THIS AGREEMENT CONSTITUTES THE ENTIRE AGREEMENT BETWEEN BELOW SIGNED ("CLIENT") AND ANDREW RICHARDSON (“COMPANY”). CLIENT AGREES TO BE BOUND BY THE TERMS OF THIS AGREEMENT AND ANY SUBSEQUENT MODIFICATIONS POSTED ON THIS INTERNET WEBSITE OF THIS AGREEMENT OR TO CANCEL
Company will provide Client
services described in Company’s most recent online agreement, price lists and web pages.
Client changes to system software or hardware without company consent,
shall void all warranties and company liabilities.
Client is responsible for paying all hourly consulting charges and expenses company provides for client at current rates. Client is solely responsible for Client’s personal use of the resources made available through Company. Client shall provide all equipment required to use Company. Client is responsible for maintaining backups of all information, including website, email passwords and security. Company is not liable if information is lost or unable to be restored. Client shall not use Company or Company resources in a manner that is libelous, defamatory, obscene, infringing, illegal or in violation of Company's use policy. Client may not use the e-mail system to send unsolicited mail or Usenet postings. Client shall not abuse the system, the Internet or its resources as per current Federal and locally applicable laws.

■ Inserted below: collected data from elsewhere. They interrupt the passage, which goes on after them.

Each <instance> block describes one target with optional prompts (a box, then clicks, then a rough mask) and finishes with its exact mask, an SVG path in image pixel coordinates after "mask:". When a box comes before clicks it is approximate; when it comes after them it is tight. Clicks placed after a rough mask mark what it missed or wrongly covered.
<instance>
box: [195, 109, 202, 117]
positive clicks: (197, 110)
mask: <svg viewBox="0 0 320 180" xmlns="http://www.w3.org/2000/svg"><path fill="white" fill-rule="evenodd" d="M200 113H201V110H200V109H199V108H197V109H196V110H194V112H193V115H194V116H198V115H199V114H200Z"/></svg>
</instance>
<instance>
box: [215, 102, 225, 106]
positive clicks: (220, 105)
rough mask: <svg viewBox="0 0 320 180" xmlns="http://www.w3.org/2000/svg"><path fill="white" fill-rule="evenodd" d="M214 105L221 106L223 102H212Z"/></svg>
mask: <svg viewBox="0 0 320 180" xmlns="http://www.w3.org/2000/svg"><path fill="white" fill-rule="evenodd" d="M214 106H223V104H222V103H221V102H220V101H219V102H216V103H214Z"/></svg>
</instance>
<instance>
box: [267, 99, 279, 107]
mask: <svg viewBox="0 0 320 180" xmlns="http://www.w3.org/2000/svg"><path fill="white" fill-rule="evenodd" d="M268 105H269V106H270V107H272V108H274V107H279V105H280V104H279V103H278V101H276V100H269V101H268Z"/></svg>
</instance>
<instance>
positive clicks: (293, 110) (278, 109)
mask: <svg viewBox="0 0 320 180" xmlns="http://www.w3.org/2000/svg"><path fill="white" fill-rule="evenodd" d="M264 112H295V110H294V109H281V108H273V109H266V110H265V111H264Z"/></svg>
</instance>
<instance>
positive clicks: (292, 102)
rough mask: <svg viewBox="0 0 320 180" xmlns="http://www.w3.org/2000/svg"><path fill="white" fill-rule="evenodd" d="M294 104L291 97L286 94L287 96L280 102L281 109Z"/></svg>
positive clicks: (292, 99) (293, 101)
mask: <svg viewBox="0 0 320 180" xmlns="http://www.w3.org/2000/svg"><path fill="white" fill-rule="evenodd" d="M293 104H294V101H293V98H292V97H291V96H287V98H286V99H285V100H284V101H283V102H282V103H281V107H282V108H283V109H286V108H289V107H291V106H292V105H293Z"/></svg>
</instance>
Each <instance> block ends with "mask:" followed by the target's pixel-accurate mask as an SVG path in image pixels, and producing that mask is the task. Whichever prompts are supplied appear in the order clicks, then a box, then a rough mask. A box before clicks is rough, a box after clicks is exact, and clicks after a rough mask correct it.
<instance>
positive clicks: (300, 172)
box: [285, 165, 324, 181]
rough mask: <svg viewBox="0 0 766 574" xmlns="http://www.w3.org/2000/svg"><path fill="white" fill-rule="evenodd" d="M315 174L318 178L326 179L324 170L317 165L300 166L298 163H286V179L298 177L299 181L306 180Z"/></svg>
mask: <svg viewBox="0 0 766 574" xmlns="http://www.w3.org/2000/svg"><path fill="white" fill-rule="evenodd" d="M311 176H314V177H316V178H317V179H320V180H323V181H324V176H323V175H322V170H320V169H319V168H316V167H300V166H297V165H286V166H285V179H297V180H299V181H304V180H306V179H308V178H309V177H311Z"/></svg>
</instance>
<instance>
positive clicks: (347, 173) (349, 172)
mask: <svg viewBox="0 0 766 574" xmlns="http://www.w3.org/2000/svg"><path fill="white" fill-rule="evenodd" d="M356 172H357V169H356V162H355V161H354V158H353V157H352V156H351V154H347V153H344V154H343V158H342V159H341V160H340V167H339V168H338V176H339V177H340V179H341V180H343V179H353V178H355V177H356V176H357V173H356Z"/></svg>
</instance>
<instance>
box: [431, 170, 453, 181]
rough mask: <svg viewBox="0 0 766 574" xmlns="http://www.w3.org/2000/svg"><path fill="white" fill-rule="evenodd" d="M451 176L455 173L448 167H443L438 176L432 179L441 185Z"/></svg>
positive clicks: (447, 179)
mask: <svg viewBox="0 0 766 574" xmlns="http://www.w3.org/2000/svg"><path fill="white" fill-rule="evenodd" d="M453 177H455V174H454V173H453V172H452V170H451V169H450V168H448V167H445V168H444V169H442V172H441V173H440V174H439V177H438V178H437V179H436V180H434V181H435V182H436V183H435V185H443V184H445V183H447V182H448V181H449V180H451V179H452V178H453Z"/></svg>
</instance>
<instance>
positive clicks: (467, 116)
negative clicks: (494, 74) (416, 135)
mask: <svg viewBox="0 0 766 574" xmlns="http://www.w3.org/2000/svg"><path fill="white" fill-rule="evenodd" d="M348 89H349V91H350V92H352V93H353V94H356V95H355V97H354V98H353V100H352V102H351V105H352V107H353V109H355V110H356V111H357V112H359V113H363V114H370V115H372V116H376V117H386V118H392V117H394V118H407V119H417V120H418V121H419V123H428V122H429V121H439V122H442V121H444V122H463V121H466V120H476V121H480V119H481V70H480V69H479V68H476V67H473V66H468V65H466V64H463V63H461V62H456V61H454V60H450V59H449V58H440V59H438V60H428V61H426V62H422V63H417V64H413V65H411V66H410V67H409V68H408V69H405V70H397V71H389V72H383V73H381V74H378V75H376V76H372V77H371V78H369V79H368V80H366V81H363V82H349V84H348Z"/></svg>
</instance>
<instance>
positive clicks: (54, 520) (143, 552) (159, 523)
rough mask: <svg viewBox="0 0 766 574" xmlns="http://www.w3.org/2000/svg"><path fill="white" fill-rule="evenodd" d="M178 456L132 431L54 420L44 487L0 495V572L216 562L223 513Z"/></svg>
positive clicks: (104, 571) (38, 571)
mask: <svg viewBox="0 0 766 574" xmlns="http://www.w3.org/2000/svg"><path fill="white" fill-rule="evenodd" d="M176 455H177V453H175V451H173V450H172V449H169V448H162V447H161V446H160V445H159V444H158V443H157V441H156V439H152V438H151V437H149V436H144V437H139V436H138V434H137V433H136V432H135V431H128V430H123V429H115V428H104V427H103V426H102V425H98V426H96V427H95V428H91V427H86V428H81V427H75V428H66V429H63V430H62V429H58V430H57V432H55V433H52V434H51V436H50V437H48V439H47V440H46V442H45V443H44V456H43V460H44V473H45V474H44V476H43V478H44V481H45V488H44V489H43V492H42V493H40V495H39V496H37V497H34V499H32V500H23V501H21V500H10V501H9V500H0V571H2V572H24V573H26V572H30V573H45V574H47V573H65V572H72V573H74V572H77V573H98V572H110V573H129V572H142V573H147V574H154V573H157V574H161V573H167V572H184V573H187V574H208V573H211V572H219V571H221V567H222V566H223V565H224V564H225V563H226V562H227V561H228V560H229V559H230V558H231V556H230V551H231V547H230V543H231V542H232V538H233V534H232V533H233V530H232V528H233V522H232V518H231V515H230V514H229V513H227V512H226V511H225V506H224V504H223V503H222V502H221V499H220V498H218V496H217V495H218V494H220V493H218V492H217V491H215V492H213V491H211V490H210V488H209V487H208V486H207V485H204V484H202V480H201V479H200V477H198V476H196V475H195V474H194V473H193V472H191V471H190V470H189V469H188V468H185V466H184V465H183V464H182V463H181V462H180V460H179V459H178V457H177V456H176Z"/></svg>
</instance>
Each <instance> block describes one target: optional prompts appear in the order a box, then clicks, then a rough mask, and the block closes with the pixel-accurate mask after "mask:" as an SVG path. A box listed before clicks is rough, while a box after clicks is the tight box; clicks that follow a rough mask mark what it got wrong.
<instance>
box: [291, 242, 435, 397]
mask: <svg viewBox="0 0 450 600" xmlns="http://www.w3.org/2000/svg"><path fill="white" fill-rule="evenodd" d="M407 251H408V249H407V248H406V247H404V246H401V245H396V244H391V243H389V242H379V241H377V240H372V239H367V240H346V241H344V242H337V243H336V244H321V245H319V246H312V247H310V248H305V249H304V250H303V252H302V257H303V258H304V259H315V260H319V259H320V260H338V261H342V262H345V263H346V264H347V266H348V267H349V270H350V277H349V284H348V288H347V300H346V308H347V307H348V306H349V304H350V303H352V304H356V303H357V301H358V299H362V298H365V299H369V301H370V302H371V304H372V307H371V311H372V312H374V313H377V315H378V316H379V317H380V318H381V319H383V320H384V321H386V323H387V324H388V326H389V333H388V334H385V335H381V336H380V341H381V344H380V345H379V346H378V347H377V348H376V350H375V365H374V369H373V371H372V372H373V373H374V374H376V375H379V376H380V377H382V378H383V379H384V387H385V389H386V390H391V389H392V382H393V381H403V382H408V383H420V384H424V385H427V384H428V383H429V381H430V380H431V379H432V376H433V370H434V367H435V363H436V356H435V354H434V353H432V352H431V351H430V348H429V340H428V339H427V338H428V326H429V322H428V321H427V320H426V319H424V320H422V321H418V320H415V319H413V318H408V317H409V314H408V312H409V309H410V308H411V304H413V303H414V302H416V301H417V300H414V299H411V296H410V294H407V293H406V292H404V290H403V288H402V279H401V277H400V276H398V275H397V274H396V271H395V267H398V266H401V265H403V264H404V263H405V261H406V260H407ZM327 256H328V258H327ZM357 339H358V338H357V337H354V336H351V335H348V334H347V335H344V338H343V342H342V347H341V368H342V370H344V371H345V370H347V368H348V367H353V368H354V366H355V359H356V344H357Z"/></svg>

PayPal preferred and Visa, MasterCard, Discover or American Express may be used through the PayPal site. Company may require prepayments for hardware or other requests. Client shall promptly notify Company of any changes to the billing account, including, change of contact information or cancellation of credit card or subscriptions. Failure by Client to pay amounts on due date or rejection of any credit card charges may result in interruption or termination of Company’s services. Service fees of $45 per missed payment and interest accruing at the rate of 25% per month on the outstanding balance until such amount is paid in full. Client agrees to pay all expenses incurred by Company in the collection of any past due amounts. Payment is due upon delivery, sending of email bill, as needed or requested by company. Client grants company the right to accept terms and/or conditions from third parties on behalf of Client and understands that charges for services and all additional items will be billable to Client. Client agrees to communicate with Company prior to disputing any charges with Client's credit card.
All manufactures warranties apply
, all sales are final and no returns or refunds unless otherwise noted in writing.

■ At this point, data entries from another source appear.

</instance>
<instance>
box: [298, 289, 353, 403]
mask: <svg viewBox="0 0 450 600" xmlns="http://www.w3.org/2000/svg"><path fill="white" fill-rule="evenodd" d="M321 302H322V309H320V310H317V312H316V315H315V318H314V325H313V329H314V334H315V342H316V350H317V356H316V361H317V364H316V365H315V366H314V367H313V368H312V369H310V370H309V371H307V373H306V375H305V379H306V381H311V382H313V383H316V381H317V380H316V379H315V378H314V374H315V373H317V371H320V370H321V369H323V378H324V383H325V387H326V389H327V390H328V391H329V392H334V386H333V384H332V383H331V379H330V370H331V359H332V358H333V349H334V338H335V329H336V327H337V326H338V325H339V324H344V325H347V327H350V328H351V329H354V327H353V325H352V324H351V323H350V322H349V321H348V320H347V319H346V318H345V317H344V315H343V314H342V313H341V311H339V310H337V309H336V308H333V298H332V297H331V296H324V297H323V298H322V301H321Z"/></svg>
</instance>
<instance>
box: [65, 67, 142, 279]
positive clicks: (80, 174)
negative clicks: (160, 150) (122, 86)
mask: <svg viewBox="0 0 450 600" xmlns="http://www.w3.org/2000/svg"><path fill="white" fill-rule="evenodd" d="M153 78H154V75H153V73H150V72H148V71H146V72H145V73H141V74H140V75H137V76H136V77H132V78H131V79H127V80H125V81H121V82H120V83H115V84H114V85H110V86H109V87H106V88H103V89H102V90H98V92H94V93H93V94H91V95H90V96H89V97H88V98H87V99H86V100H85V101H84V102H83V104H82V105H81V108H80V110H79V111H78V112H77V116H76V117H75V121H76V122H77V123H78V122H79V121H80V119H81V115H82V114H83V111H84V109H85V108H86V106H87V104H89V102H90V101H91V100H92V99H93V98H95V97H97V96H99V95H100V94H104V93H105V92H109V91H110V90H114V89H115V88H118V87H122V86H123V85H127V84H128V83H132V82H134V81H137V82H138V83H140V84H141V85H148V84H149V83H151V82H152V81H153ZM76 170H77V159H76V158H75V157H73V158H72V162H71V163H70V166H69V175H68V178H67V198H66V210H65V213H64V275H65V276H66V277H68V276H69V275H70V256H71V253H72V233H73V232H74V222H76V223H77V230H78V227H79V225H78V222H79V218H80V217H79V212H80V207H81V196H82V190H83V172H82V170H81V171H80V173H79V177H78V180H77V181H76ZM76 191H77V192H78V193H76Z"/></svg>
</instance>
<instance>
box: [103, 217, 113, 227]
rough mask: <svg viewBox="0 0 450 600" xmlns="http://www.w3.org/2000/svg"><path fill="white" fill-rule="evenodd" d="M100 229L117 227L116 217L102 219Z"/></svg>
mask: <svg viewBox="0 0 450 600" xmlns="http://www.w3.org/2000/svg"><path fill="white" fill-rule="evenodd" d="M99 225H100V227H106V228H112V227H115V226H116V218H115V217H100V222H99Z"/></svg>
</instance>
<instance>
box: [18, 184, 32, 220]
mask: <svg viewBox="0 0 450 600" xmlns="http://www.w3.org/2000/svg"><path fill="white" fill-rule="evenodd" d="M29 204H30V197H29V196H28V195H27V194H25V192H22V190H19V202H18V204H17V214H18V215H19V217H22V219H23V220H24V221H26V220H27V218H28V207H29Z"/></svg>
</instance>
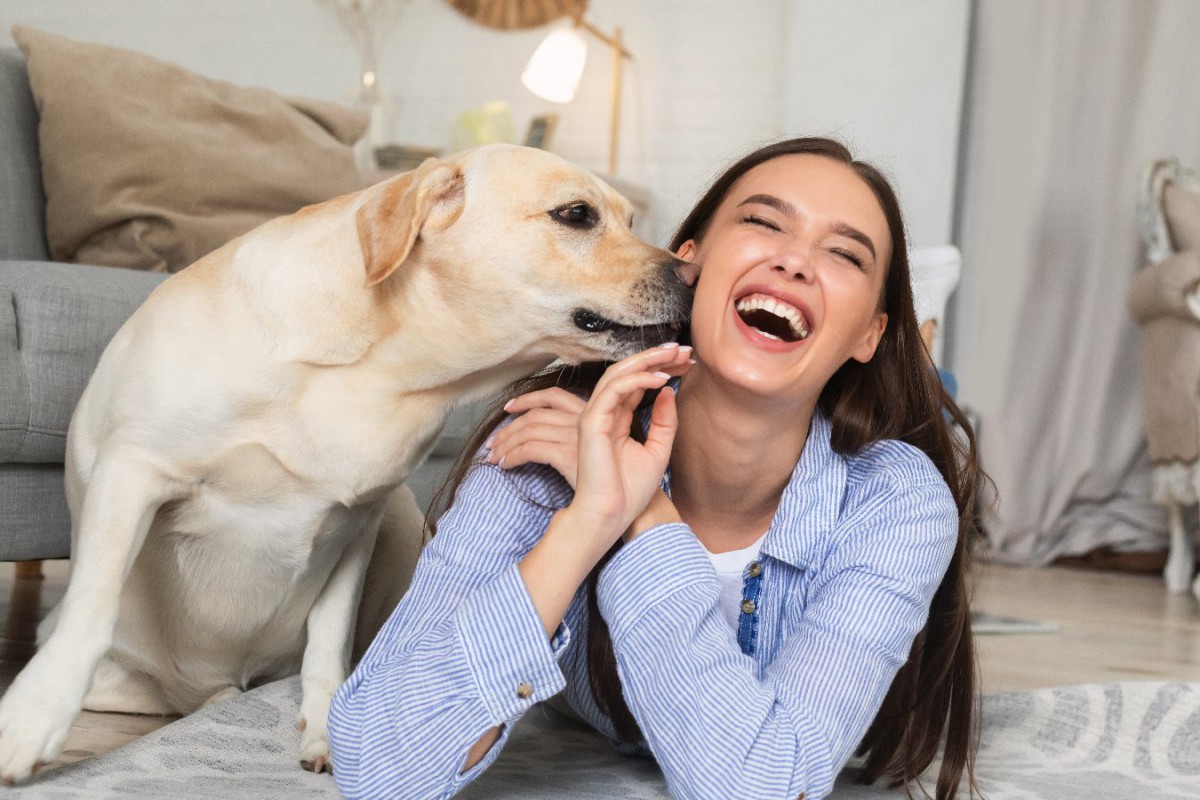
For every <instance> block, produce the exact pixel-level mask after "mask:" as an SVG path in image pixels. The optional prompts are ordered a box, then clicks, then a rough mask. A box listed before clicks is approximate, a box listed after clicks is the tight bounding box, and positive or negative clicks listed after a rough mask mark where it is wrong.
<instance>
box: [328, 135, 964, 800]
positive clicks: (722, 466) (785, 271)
mask: <svg viewBox="0 0 1200 800" xmlns="http://www.w3.org/2000/svg"><path fill="white" fill-rule="evenodd" d="M673 249H674V251H676V252H677V253H678V254H679V255H680V257H682V258H684V259H688V260H691V261H695V263H696V264H698V265H700V267H701V277H700V279H698V282H697V285H696V296H695V302H694V306H692V318H691V325H690V331H689V333H690V339H685V341H686V342H688V344H685V345H667V347H662V348H655V349H653V350H647V351H644V353H641V354H638V355H635V356H632V357H630V359H626V360H624V361H620V362H617V363H614V365H612V366H608V367H607V368H606V369H604V368H602V366H599V367H596V368H595V369H588V368H581V369H575V371H571V369H565V371H563V372H560V373H557V374H551V375H544V377H540V378H535V379H532V380H530V381H526V383H523V384H520V385H516V386H514V387H511V397H512V399H511V401H510V402H509V403H508V404H506V407H505V409H504V410H503V411H500V413H498V414H497V416H496V417H493V419H492V420H490V421H488V422H487V423H485V426H484V428H482V429H481V433H480V434H479V437H478V440H476V447H475V449H472V451H470V452H473V453H474V452H476V449H479V443H480V441H481V440H482V439H484V438H485V437H487V434H488V433H492V432H493V431H494V433H492V435H491V438H490V439H488V440H487V446H486V447H484V449H481V450H479V452H481V457H480V458H476V459H475V462H474V463H464V464H462V465H461V468H460V469H458V471H457V475H456V480H455V481H454V483H452V486H451V487H450V488H451V491H452V492H454V495H452V497H454V503H452V505H451V506H450V509H449V510H448V511H446V513H445V515H444V516H443V518H442V519H440V522H439V524H438V534H437V536H436V537H434V539H433V540H432V542H431V543H430V545H428V546H427V548H426V551H425V553H424V554H422V557H421V560H420V564H419V565H418V569H416V575H415V577H414V579H413V585H412V589H410V590H409V593H408V595H407V596H406V597H404V600H403V602H402V603H401V604H400V607H398V608H397V609H396V612H395V613H394V614H392V616H391V619H390V620H389V622H388V624H386V626H385V627H384V630H383V631H382V632H380V633H379V637H378V638H377V639H376V642H374V644H372V646H371V649H370V650H368V652H367V655H366V656H365V657H364V660H362V662H361V663H360V664H359V667H358V669H356V670H355V672H354V674H353V675H352V676H350V679H349V680H348V681H347V682H346V685H344V686H342V688H341V691H338V693H337V696H336V697H335V699H334V706H332V710H331V718H330V739H331V742H332V753H334V766H335V777H336V780H337V783H338V787H340V788H341V789H342V792H344V793H346V794H347V795H348V796H350V798H382V796H397V798H443V796H450V795H452V794H455V793H456V792H457V790H460V789H461V788H462V787H463V786H466V784H467V783H469V782H470V781H472V780H474V778H475V777H478V776H479V775H480V774H481V772H482V771H484V770H486V769H487V766H488V765H490V764H491V763H492V762H493V760H494V759H496V757H497V756H498V753H499V751H500V748H502V747H503V746H504V742H505V741H506V739H508V736H509V734H510V733H511V729H512V726H514V724H515V723H516V722H517V720H518V718H520V717H521V715H522V714H524V712H526V711H527V710H528V709H529V706H532V705H533V704H534V703H536V702H539V700H544V699H547V698H550V697H552V696H554V694H558V693H560V692H562V693H563V697H564V699H565V700H566V702H568V703H569V704H570V706H571V708H572V709H574V710H575V711H576V712H577V714H578V715H580V716H581V717H583V718H584V720H587V721H589V722H590V723H592V724H593V726H594V727H595V728H598V729H599V730H601V732H604V733H605V734H607V735H608V736H611V738H612V739H614V740H617V741H620V742H624V744H625V745H626V746H629V747H630V748H635V750H636V748H641V750H644V751H648V752H649V753H652V754H653V756H654V758H655V759H658V763H659V765H660V766H661V768H662V772H664V775H665V776H666V781H667V786H668V788H670V790H671V793H672V795H674V796H678V798H713V799H722V800H724V799H727V798H756V799H757V798H792V799H794V798H798V796H806V798H808V799H809V800H816V799H817V798H824V796H826V795H828V794H829V792H830V790H832V787H833V783H834V778H835V777H836V775H838V772H839V771H840V770H841V768H842V766H844V765H845V764H846V762H847V759H848V758H850V757H851V754H852V753H854V752H856V751H857V752H858V753H859V754H862V756H864V763H863V770H862V772H860V777H862V778H863V780H865V781H876V780H878V778H886V780H888V781H889V782H890V783H895V784H908V783H911V782H912V781H914V780H916V778H917V777H918V776H919V775H920V774H922V772H923V771H924V770H925V769H926V768H928V766H929V764H930V763H931V762H932V759H934V758H935V756H937V754H938V751H942V765H941V771H940V774H938V776H937V780H936V795H937V798H938V799H940V800H948V799H950V798H954V796H955V793H956V790H958V789H959V784H960V781H961V780H962V776H964V772H966V774H967V776H968V778H970V775H971V766H972V763H973V752H974V718H973V717H974V704H976V694H974V672H973V670H974V660H973V652H972V642H971V631H970V627H968V612H967V591H966V589H967V588H966V577H967V552H966V545H967V540H968V537H970V535H971V534H972V533H973V523H972V505H973V487H974V482H976V467H974V463H976V462H974V451H973V444H971V445H968V446H967V447H966V449H960V447H959V446H958V445H956V441H958V440H956V439H955V438H954V437H953V435H952V433H950V431H949V428H948V427H947V425H946V423H944V422H943V416H942V410H943V408H946V409H949V410H950V413H952V415H953V416H954V417H955V419H958V420H960V422H962V423H964V426H965V421H964V420H961V415H960V414H959V413H958V409H956V408H955V407H954V404H953V402H952V401H950V399H949V398H948V397H947V396H946V395H944V393H943V392H942V390H941V386H940V385H938V383H937V378H936V375H935V373H934V372H932V369H931V368H930V367H929V362H928V356H926V355H925V353H924V350H923V345H922V344H920V337H919V332H918V329H917V320H916V318H914V313H913V305H912V294H911V289H910V283H908V281H910V278H908V264H907V257H906V241H905V233H904V225H902V222H901V218H900V209H899V205H898V203H896V199H895V196H894V193H893V191H892V188H890V187H889V186H888V182H887V181H886V180H884V179H883V178H882V176H881V175H880V173H878V172H876V170H875V169H874V168H872V167H870V166H868V164H864V163H862V162H858V161H853V158H852V157H851V155H850V154H848V152H847V151H846V149H845V148H844V146H841V145H840V144H838V143H835V142H829V140H826V139H792V140H786V142H780V143H778V144H774V145H770V146H767V148H763V149H761V150H757V151H755V152H752V154H750V155H749V156H746V157H745V158H743V160H742V161H739V162H738V163H736V164H734V166H733V167H731V168H730V169H728V172H726V173H725V175H722V176H721V178H720V179H719V180H718V181H716V182H715V184H714V185H713V187H712V188H710V190H709V192H708V193H707V194H706V196H704V197H703V198H702V199H701V200H700V203H698V204H697V206H696V207H695V210H694V211H692V212H691V215H689V217H688V218H686V219H685V221H684V223H683V225H682V227H680V229H679V231H678V234H677V235H676V240H674V242H673ZM689 345H690V347H689ZM692 348H694V349H692ZM668 384H670V385H668ZM650 397H653V398H654V399H653V401H652V399H650ZM584 398H586V399H584ZM505 417H506V420H505ZM503 422H506V425H503ZM498 425H503V427H499V428H498V429H497V427H496V426H498ZM965 427H966V426H965ZM943 734H944V735H946V739H944V745H943V744H942V735H943ZM971 784H972V786H973V780H971Z"/></svg>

Client shall indemnify and hold harmless Company from and against any liabilities
, expenses (including attorneys’ fees) and damages arising out of any claims based on Client’s use of Company’s services, including any claim of libel, defamation, unfair competition, violation of rights of privacy or publicity, infringement of any intellectual property rights or any other claims.
: Client’s billing cycle will commence on the activation date set by company and Client will be billed monthly or upon delivery thereafter at the prevailing rates. Client website hosting fee shall be billed prior to the beginning of each month and may include additional usage fees from prior months if usage exceeds the services provided in the applicable usage plan described in Company’s online website hosting price list. Hosting client’s initial billing will consist of the set up fees plus first month’s usage fees. Prepayments plans are due on an annual basis 30 days prior to due date. Client allows domain name management and ownership rights to Company to register renew and manage as deemed necessary by Company.

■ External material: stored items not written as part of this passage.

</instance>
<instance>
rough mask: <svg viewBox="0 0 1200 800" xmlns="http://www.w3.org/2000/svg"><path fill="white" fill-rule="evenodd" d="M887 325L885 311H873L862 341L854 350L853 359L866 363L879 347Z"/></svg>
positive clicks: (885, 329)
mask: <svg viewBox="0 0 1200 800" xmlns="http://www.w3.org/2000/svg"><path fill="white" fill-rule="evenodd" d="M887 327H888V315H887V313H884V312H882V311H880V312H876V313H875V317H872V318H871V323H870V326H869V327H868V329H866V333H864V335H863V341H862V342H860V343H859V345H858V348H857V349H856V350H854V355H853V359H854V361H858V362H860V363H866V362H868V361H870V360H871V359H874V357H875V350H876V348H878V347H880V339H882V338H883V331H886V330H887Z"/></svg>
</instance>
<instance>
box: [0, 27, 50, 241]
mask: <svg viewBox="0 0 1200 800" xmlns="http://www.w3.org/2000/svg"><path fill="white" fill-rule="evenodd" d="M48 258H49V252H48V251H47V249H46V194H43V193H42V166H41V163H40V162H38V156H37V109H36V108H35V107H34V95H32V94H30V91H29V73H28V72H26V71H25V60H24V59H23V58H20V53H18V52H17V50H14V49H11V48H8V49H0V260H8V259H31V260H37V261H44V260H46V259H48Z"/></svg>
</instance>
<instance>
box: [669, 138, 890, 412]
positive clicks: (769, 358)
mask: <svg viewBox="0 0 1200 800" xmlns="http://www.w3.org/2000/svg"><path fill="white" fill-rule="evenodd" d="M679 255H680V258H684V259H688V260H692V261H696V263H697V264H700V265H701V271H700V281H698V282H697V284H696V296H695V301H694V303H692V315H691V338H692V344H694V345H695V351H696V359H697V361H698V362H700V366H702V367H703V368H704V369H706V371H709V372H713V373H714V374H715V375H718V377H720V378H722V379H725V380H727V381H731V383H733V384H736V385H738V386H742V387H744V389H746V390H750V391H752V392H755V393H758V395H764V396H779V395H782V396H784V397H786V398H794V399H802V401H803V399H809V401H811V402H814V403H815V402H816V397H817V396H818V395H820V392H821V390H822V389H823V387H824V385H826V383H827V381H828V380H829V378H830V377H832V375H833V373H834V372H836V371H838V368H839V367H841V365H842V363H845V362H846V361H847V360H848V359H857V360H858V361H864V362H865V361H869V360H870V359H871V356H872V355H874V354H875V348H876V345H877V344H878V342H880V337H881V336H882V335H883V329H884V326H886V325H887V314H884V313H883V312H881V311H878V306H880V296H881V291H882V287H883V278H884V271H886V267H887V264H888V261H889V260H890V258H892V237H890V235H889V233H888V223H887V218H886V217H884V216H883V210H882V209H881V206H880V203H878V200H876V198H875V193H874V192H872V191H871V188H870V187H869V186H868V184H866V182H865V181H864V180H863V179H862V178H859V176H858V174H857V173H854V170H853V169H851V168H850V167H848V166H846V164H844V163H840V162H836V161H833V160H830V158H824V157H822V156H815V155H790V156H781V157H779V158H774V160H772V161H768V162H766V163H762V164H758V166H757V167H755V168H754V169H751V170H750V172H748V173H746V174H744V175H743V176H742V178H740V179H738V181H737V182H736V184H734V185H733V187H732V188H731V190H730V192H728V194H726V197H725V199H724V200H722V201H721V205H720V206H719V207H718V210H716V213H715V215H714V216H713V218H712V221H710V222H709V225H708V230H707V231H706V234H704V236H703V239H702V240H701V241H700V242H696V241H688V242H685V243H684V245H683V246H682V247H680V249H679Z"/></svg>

Client’s account may be terminated by (1) Client giving 30 days written notice (2) By Company if Client fails to abide by the terms of this Agreement, including failure to pay amounts when due (3) by Company at the discretion of Company. Client requested termination will be effective at the end of the next billing cycle, charges and fees may apply. Company may withhold services and Client information until final payments are received.
NO WARRANTIES AND LIMITATION OF LIABILITY.
COMPANY’S SERVICES ARE “AS IS”. COMPANY MAKES NO REPRESENTATION OR WARRANTY REGARDING CONTENT, GOODS OR SERVICES PROVIDED AND SPECIFICALLY DISCLAIMS ALL WARRANTIES, REPRESENTATIONS AND CONDITIONS, EXPRESS, IMPLIED OR STATUTORY, INCLUDING ANY WARRANTY OF MERCHANTABILITY OR FITNESS FOR A PARTICULAR PURPOSE. COMPANY DOES NOT WARRANT THAT COMPANY SERVICES WILL BE UNINTERRUPTED OR ERROR-FREE. COMPANY SHALL NOT BE LIABLE FOR ANY DAMAGES, INCLUDING, INDIRECT, SPECIAL OR CONSEQUENTIAL DAMAGES, ARISING OUT OF CLIENT'S USE OF OR INABILITY TO USE COMPANY SERVICES, WHETHER BASED IN CONTRACT, TORT OR OTHERWISE, EVEN IF COMPANY HAS BEEN ADVISED OF THE POSSIBILITY OF SUCH DAMAGES. THIS LIMITATION OF LIABILITY AND EXCLUSION OF DAMAGES SHALL APPLY REGARDLESS OF THE SUCCESS OR EFFECTIVENESS OF OTHER REMEDIES.
This Agreement shall be governed by and interpreted in accordance with the laws of the County of Washington, State of Oregon, USA.